Despite her ability at age-group level, Rees explains she rarely, if ever, thought too closely about what success in athletics meant to her.
“The first memory I have of Banchory Stonehaven Athletics Club was going with my mum to pick up my brothers.
“I would wait outside the school hall and one of the coaches said: ‘Alisha, do you just want to join in on this one?’. I remember I was just wearing some khaki cargo pants and I think we were just running round the hall seeing how many times we can run around.
“I knew I was pretty quick, because I would win sports days all the time and I would beat the boys. I knew I was good at sprinting, but at that age I never thought: ‘where is this going to go’ – I was just enjoying it and taking it one session at a time.”
Exposure to local competitions, too, saw Rees continue to progress – but even when she found herself being driven to Perth, Dundee, and Inverness seemingly every weekend, clubmates and team spirit played a huge role in wedding her to the sport at an age when many teenagers fall by the wayside.

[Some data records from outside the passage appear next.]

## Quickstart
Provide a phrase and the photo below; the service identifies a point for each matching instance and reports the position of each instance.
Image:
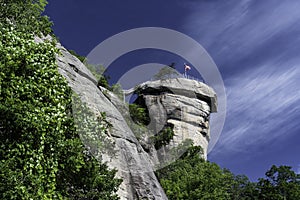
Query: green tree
(166, 72)
(41, 154)
(190, 177)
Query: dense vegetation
(41, 154)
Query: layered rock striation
(183, 104)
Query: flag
(186, 67)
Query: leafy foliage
(138, 114)
(190, 177)
(25, 15)
(41, 154)
(166, 72)
(163, 137)
(280, 183)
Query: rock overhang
(181, 86)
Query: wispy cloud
(262, 105)
(254, 45)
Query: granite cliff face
(185, 104)
(182, 104)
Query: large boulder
(132, 162)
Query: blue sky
(255, 45)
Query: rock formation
(184, 103)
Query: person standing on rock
(186, 68)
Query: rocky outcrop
(183, 103)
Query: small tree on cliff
(166, 72)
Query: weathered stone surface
(183, 87)
(132, 162)
(186, 104)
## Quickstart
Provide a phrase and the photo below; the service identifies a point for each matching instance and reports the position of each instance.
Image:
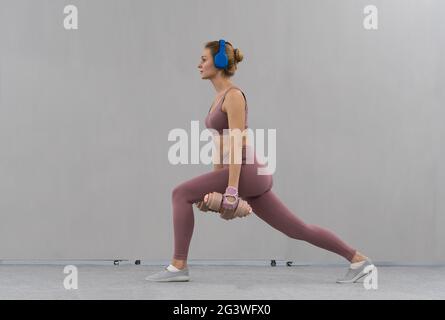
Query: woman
(233, 179)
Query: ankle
(358, 257)
(180, 264)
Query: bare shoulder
(234, 101)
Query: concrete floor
(218, 282)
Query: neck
(221, 84)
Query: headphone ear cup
(221, 60)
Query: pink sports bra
(217, 119)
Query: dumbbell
(214, 203)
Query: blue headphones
(220, 59)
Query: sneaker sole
(357, 277)
(175, 279)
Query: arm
(220, 165)
(235, 108)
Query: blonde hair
(234, 56)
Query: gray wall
(84, 119)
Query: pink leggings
(256, 190)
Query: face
(206, 67)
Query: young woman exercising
(229, 111)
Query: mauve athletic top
(217, 119)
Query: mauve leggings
(256, 190)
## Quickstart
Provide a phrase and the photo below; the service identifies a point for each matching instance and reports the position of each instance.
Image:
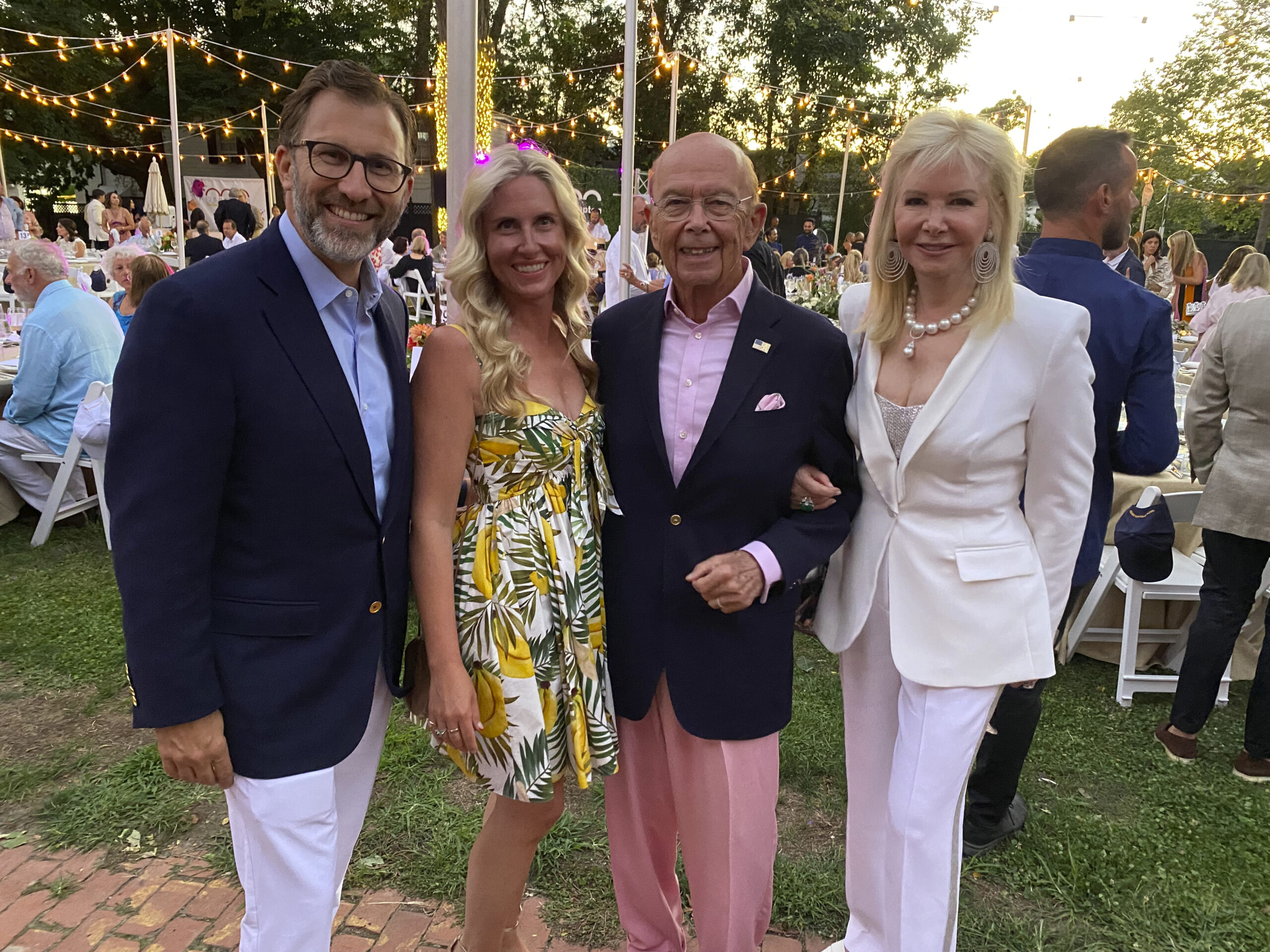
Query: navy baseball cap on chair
(1144, 540)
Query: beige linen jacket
(1234, 464)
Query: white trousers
(910, 752)
(294, 838)
(32, 481)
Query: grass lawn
(1123, 849)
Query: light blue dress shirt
(346, 315)
(69, 341)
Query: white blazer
(977, 587)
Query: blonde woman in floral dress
(511, 597)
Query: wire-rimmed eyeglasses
(680, 207)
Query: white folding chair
(421, 298)
(66, 464)
(1182, 586)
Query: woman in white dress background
(971, 394)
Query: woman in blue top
(117, 266)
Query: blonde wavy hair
(930, 140)
(1182, 252)
(486, 315)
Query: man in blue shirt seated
(69, 341)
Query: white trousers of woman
(910, 752)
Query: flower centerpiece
(818, 293)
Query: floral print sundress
(530, 602)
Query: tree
(1009, 114)
(1203, 121)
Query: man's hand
(196, 752)
(729, 582)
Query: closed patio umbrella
(157, 197)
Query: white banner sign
(210, 192)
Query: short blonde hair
(1182, 252)
(486, 315)
(930, 140)
(1254, 273)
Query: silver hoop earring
(893, 263)
(987, 261)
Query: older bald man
(715, 393)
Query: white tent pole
(842, 188)
(628, 169)
(675, 94)
(178, 192)
(268, 157)
(460, 107)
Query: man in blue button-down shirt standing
(69, 341)
(261, 500)
(1085, 186)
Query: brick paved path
(70, 903)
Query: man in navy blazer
(714, 395)
(259, 483)
(1085, 186)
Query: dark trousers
(1232, 573)
(1005, 747)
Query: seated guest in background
(1232, 264)
(117, 219)
(235, 209)
(233, 238)
(69, 341)
(1085, 187)
(193, 215)
(67, 240)
(119, 264)
(1155, 264)
(202, 245)
(1124, 261)
(774, 240)
(701, 565)
(1234, 464)
(947, 588)
(416, 261)
(144, 272)
(1251, 280)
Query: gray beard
(334, 244)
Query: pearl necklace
(917, 330)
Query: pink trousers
(718, 799)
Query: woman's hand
(454, 713)
(812, 484)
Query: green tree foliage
(1010, 114)
(1203, 119)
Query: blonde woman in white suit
(972, 394)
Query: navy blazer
(1132, 348)
(255, 574)
(729, 676)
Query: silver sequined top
(898, 420)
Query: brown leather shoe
(1184, 751)
(1251, 770)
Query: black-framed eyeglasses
(333, 162)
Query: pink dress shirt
(694, 358)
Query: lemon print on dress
(486, 567)
(515, 660)
(489, 701)
(495, 448)
(578, 735)
(550, 706)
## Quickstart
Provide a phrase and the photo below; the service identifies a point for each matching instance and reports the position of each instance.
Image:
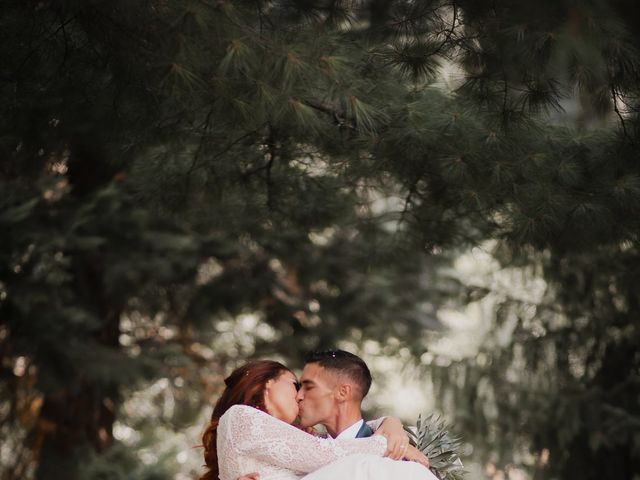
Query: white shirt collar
(352, 431)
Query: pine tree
(168, 165)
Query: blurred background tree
(186, 184)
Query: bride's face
(280, 397)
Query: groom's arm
(398, 447)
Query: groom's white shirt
(352, 431)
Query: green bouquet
(431, 436)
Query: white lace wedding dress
(252, 441)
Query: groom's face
(316, 397)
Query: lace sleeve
(376, 424)
(267, 439)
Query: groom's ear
(344, 392)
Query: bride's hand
(415, 455)
(397, 439)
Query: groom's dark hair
(343, 363)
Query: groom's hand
(397, 439)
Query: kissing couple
(253, 431)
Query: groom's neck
(346, 415)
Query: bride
(251, 431)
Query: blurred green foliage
(169, 169)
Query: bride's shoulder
(240, 412)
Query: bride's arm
(397, 438)
(267, 439)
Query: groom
(332, 387)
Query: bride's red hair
(245, 386)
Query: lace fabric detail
(252, 441)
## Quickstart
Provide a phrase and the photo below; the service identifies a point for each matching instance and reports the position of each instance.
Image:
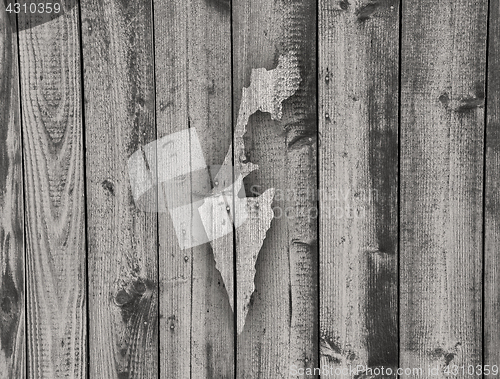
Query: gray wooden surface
(372, 125)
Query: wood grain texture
(492, 196)
(358, 157)
(281, 327)
(12, 307)
(193, 90)
(119, 120)
(54, 188)
(442, 130)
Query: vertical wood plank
(492, 196)
(281, 328)
(193, 90)
(358, 122)
(442, 130)
(12, 305)
(119, 120)
(54, 187)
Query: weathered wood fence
(381, 142)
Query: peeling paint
(266, 93)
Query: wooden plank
(492, 197)
(442, 130)
(12, 313)
(54, 188)
(119, 120)
(281, 328)
(193, 90)
(358, 157)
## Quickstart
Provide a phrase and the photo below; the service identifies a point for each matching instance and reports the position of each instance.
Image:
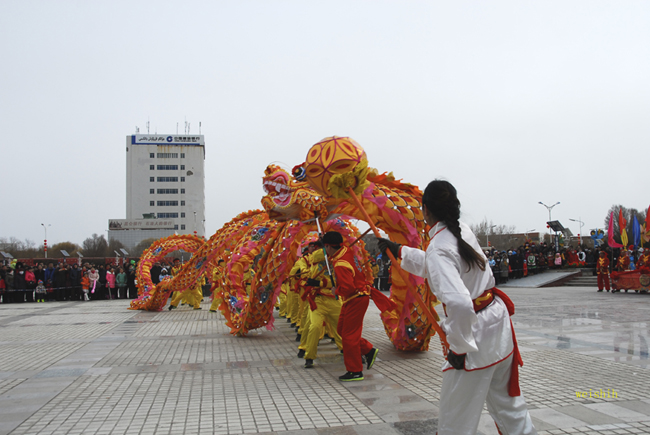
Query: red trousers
(603, 278)
(349, 328)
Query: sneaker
(351, 376)
(370, 358)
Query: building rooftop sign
(140, 224)
(167, 139)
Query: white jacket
(486, 337)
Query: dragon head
(288, 199)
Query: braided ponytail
(441, 200)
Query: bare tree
(95, 246)
(485, 228)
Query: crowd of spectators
(527, 260)
(63, 282)
(531, 259)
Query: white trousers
(463, 394)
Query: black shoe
(370, 358)
(351, 376)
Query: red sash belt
(482, 302)
(513, 385)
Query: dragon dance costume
(477, 325)
(602, 270)
(354, 293)
(323, 308)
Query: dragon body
(259, 247)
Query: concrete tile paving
(96, 367)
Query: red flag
(622, 227)
(610, 233)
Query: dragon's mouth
(278, 190)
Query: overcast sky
(514, 102)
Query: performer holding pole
(483, 359)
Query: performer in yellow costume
(297, 275)
(217, 282)
(323, 307)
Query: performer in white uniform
(479, 366)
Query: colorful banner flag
(622, 224)
(610, 233)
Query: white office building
(165, 188)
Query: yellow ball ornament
(331, 156)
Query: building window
(167, 191)
(167, 215)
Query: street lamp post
(549, 208)
(45, 242)
(580, 232)
(526, 234)
(487, 235)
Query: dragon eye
(299, 173)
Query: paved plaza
(98, 368)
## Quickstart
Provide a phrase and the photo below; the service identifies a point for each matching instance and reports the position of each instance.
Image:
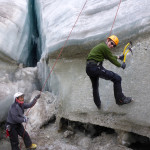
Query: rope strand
(115, 18)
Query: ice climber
(15, 119)
(95, 70)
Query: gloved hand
(37, 97)
(26, 119)
(123, 65)
(121, 57)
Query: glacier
(33, 31)
(56, 18)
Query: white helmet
(18, 94)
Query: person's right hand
(121, 57)
(123, 65)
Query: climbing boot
(125, 100)
(33, 146)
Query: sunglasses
(114, 45)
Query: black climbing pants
(95, 72)
(15, 130)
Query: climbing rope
(115, 18)
(57, 59)
(64, 47)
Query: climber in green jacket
(95, 70)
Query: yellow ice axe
(126, 52)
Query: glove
(37, 97)
(26, 119)
(121, 57)
(123, 65)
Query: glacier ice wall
(56, 18)
(14, 29)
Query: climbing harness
(129, 49)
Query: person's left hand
(121, 57)
(123, 66)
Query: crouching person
(15, 119)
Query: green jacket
(101, 52)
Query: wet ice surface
(50, 139)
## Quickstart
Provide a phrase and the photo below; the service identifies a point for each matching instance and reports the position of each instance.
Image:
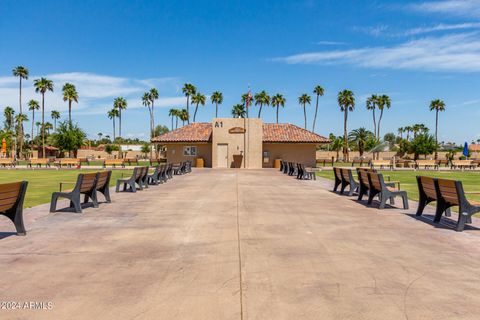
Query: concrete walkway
(238, 244)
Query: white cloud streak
(455, 53)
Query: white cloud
(466, 8)
(458, 53)
(96, 92)
(442, 27)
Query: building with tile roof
(240, 143)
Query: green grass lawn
(41, 183)
(408, 182)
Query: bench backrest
(426, 162)
(11, 194)
(103, 178)
(381, 162)
(449, 190)
(428, 186)
(87, 181)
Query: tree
(9, 115)
(22, 73)
(238, 111)
(197, 99)
(173, 113)
(147, 102)
(346, 101)
(359, 137)
(217, 98)
(112, 114)
(383, 101)
(262, 98)
(32, 106)
(438, 106)
(319, 91)
(188, 90)
(55, 116)
(43, 85)
(371, 105)
(278, 101)
(68, 137)
(304, 99)
(69, 94)
(183, 116)
(153, 94)
(120, 104)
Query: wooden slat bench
(462, 164)
(38, 162)
(11, 203)
(114, 163)
(4, 162)
(426, 164)
(381, 164)
(86, 185)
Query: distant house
(241, 143)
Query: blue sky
(414, 51)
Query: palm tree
(147, 102)
(360, 137)
(9, 115)
(22, 73)
(372, 105)
(32, 106)
(278, 101)
(438, 106)
(188, 90)
(69, 94)
(383, 101)
(262, 98)
(319, 91)
(197, 99)
(55, 116)
(183, 116)
(112, 114)
(153, 93)
(346, 101)
(217, 98)
(304, 99)
(120, 104)
(43, 85)
(172, 113)
(238, 111)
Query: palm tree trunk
(436, 135)
(345, 137)
(315, 117)
(305, 115)
(43, 125)
(70, 112)
(188, 111)
(195, 114)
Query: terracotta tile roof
(194, 132)
(285, 132)
(474, 147)
(272, 132)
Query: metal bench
(11, 203)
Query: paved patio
(233, 244)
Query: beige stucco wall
(175, 153)
(294, 152)
(249, 144)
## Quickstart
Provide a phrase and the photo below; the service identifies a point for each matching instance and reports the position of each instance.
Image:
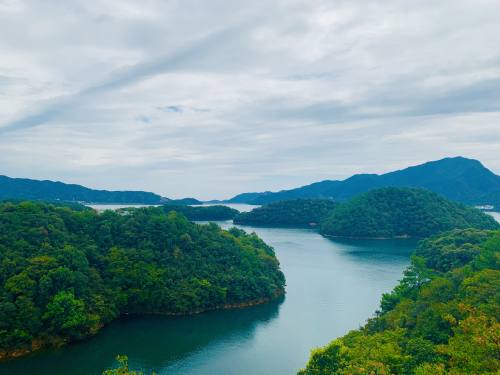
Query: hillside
(460, 179)
(402, 212)
(65, 273)
(442, 318)
(291, 213)
(27, 189)
(203, 213)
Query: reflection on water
(332, 286)
(157, 341)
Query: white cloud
(212, 99)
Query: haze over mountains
(24, 188)
(458, 178)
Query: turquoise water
(332, 286)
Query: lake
(332, 286)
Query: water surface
(332, 286)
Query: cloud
(171, 97)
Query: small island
(442, 318)
(297, 213)
(203, 213)
(65, 273)
(402, 213)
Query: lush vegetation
(442, 318)
(204, 213)
(402, 212)
(292, 213)
(65, 273)
(459, 179)
(23, 188)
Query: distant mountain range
(23, 188)
(460, 179)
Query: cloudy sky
(213, 98)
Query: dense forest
(65, 273)
(459, 179)
(442, 318)
(291, 213)
(402, 212)
(203, 213)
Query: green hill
(204, 213)
(402, 212)
(66, 273)
(292, 213)
(459, 179)
(442, 318)
(27, 189)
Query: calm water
(332, 287)
(496, 215)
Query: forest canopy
(402, 212)
(65, 273)
(442, 318)
(289, 213)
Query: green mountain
(402, 212)
(64, 274)
(460, 179)
(27, 189)
(291, 213)
(203, 213)
(442, 318)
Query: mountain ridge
(458, 178)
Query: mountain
(23, 188)
(460, 179)
(402, 212)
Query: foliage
(292, 213)
(203, 213)
(66, 273)
(402, 212)
(459, 179)
(442, 318)
(23, 188)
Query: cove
(332, 286)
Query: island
(442, 318)
(298, 213)
(401, 213)
(203, 213)
(65, 273)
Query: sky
(213, 98)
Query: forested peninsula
(203, 213)
(402, 212)
(290, 213)
(442, 318)
(65, 273)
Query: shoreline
(39, 344)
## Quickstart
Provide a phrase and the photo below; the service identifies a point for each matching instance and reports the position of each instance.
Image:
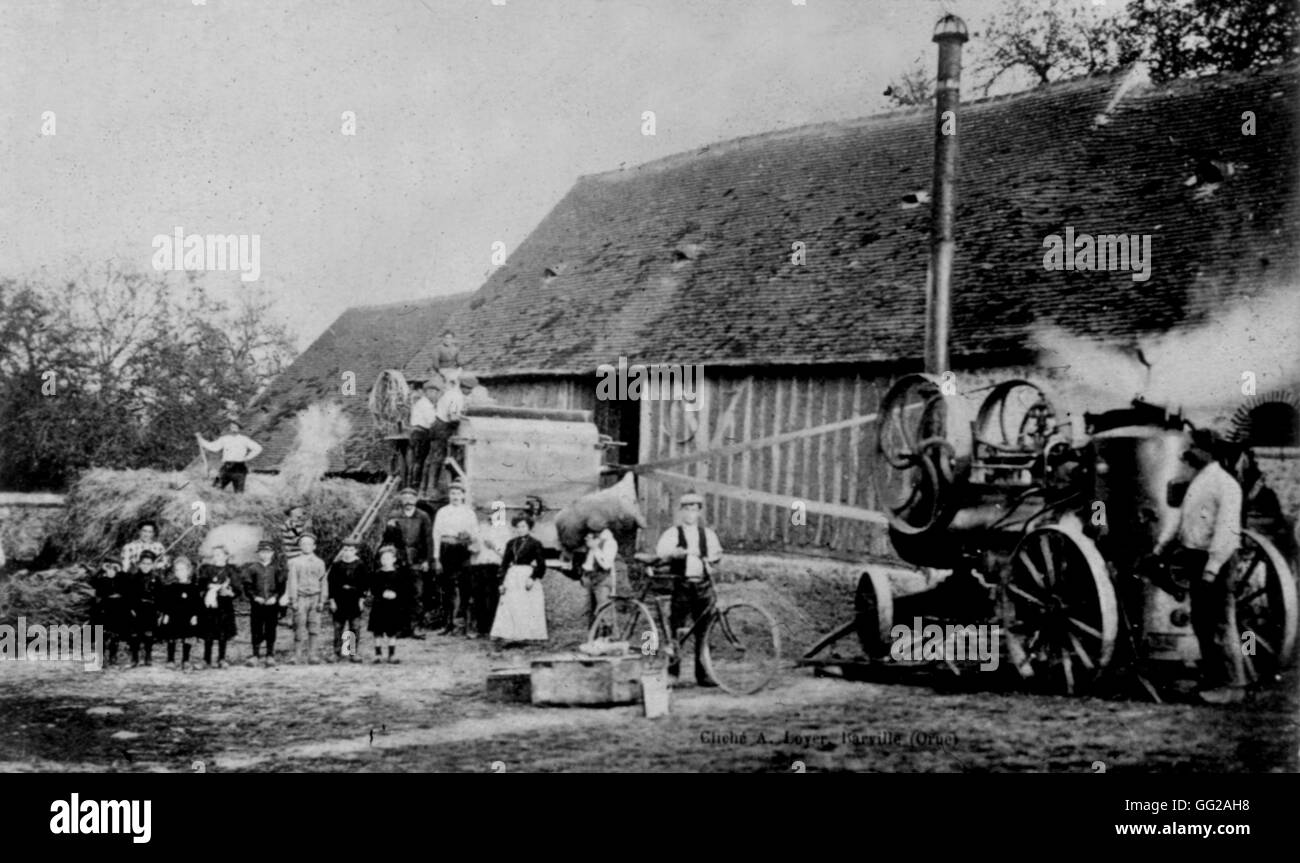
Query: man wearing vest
(693, 553)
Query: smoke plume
(321, 428)
(1201, 369)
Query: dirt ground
(430, 714)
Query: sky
(472, 120)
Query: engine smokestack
(949, 33)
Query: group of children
(144, 601)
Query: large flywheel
(1265, 606)
(915, 458)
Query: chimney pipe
(949, 33)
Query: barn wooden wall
(833, 467)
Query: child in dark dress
(143, 594)
(347, 584)
(217, 582)
(112, 607)
(390, 588)
(181, 605)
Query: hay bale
(105, 507)
(50, 598)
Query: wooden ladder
(372, 511)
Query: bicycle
(741, 649)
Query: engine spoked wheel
(1058, 611)
(1265, 593)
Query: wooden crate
(510, 685)
(586, 680)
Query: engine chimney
(949, 33)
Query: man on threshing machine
(423, 416)
(411, 533)
(1196, 545)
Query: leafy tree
(1052, 40)
(914, 87)
(118, 368)
(1181, 38)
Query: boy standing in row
(307, 594)
(347, 584)
(264, 585)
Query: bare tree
(1051, 39)
(118, 368)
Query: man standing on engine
(1199, 543)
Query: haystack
(105, 508)
(53, 597)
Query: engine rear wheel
(1058, 611)
(872, 606)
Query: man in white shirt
(1201, 537)
(602, 551)
(485, 567)
(450, 408)
(235, 450)
(455, 536)
(692, 551)
(423, 416)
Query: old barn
(792, 265)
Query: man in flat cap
(237, 450)
(1199, 541)
(692, 551)
(423, 419)
(410, 530)
(450, 408)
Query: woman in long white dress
(521, 612)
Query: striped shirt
(289, 536)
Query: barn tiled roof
(365, 341)
(688, 259)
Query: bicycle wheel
(625, 619)
(742, 649)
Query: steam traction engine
(1047, 529)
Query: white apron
(521, 612)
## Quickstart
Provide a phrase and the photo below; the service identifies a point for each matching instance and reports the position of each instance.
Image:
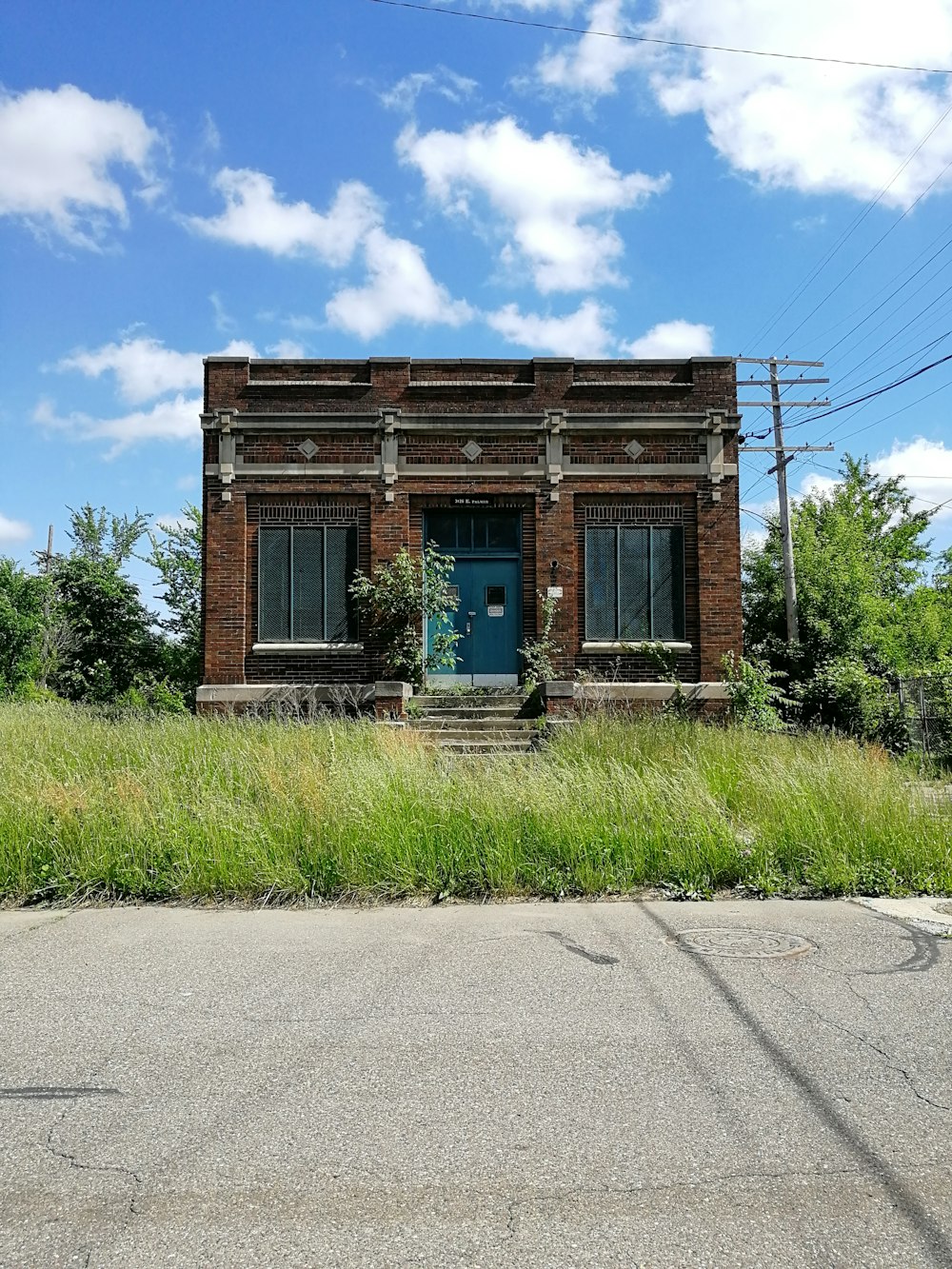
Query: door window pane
(634, 590)
(274, 584)
(634, 583)
(341, 567)
(666, 583)
(304, 578)
(307, 580)
(601, 606)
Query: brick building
(611, 485)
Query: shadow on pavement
(932, 1237)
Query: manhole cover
(742, 944)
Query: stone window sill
(307, 647)
(635, 646)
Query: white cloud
(813, 127)
(14, 530)
(673, 339)
(814, 485)
(399, 288)
(442, 81)
(255, 216)
(544, 188)
(174, 420)
(288, 347)
(593, 65)
(563, 7)
(581, 334)
(145, 368)
(59, 149)
(925, 467)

“I remember doing Women’s Leagues and I always remember going to Edinburgh for one competition – I’d played football the day before, I’d gone to a sleepover and I was absolutely knackered so I didn’t run that well.
“But I thought that’s just what you did. I was happy to go there, run, see your friends – it was just a good time.
“I would do literally every event possible, but it would be funny because you would throw a shot put and just go back into your line and chat for 10 minutes until someone told you it was your go again. It is really fun to look back and see how far I’ve come. They were really good times for me in the sport.”
Acclimatising to Loughborough, where Rees began her university studies in 2017, proved to be one of the biggest challenges following her relatively straightforward career while she was based in Aberdeenshire.
During summer months, Rees had been used to training on a former lavender field, Banchory’s Alexander Park, before heading to Banchory Primary’s school hall during the winter.
But after moving to Loughborough’s world class facilities – where walking past an Olympic medallist or a world champion in the corridor is the norm – Rees started to feel a kind of pressure she hadn’t felt before.
“It was a huge, huge change I had to make and it was really difficult. The training was a lot harder.
“In Banchory, I would turn up at 6.30pm in the evening and I would leave at 8pm.
“In Loughborough, I’m at the track at 9am and I don’t leave until after midday sometimes.
“It was a really big adjustment to go from being a club athlete to being borderline professional.”
Adapting to her new set-up took years, and the success was by no means instant.
Despite managing to compete each season, academic pressures and injuries saw her performances falter.
Perseverance has certainly played its part in Rees’s stellar 2022 season, but support from training partners, her coach, and a sports psychologist has been crucial, too, in helping her find meaning in athletics.
Emboldened by a Scottish record set as recently as Sunday, Rees is now ready to attack the Birmingham Commonwealth Games with the same relish and vigour she showed when gliding round Alexander Park athletics track as a carefree teenager.
“I’ve just got to prepare like I would for any competition – just try and not do too many things differently and stick to what you know,” she said. “I’ll remind myself that I’ve got here, I deserve to be here, and, because I deserve to be here, I’m going to perform like I should.
“Obviously it’s massive, but I’ll just think of it as another race.”